Very good analogy. Will lightening strike in a thunder storm? Yes. Ok, where? The world is random and the markets are just an extention of the world we live in.
No shit, so the SEC believes you are trading the way you do because you have information you shouldn't have? Well...there's no defense like the truth. If I ever received one of those citations I'd invite the to my house for a few days.
The storm will strike in the general area of the storm, to be more precise near the center of the storm. Markets work the same way. If the whole thing is in an uptrend it is likely that your security will follow. Happy New Year.
Why concern yourself with the endeavours of others. This is wasteful thinking. Would it not be better to focus only on those thoughts that propel you forward.
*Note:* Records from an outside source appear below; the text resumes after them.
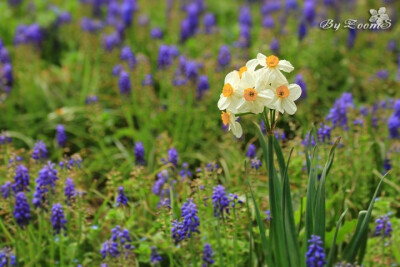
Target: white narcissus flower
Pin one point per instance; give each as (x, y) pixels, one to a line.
(272, 64)
(284, 94)
(379, 17)
(230, 96)
(254, 98)
(229, 118)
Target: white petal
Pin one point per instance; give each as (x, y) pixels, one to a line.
(236, 129)
(252, 64)
(278, 106)
(285, 65)
(247, 81)
(231, 76)
(262, 60)
(295, 92)
(278, 79)
(266, 94)
(373, 19)
(241, 106)
(258, 106)
(384, 17)
(223, 103)
(289, 106)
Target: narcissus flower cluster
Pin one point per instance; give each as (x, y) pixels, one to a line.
(258, 85)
The business of other people is best left to those other people in my opinion. regards f9
sounds cool but it doesn't really seem applicable to profitable trading. if you sit around and wait for the right opportunity that you have seen before then you can pretty much know what is going to occur. example....trading listed IPOs...you have the massive stabilizing bid with no major bids below it for another point. stock can't move up and offers are stacking up giving you outs above the bid. the second the bid gets sold you get short. conversely you get long in front of the massive bid and use that as support for a trade. these are pretty reliable setups for listed IPOs that aren't cheating. they are just understanding how order flows work and how the stabilizing bids work.
no it cannot. if something is 100% random, it will form a normal distribution curve, nothing else. if it forms an abnormal curve, it is not random. if the markets were 100% random, then statistically the odds of a single-day drop of 22% (ala 1987) was less than one in one trillion to the trillionth power. put it this way: that's greater than the estimated life expectancy of the universe measured in days, so if the stock market were to begin trading when the universe was born, there could NEVER be a 22% drop in a day in a truly random market. but it indeed happened, hence i conclude the markets are not random.
Blackjack007, thank you for demonstrating to us that you know virtually nothing about improbability and sadistics. You have single-handedly given me my daily re-affirmation that ET is filled with mathematical illiterates.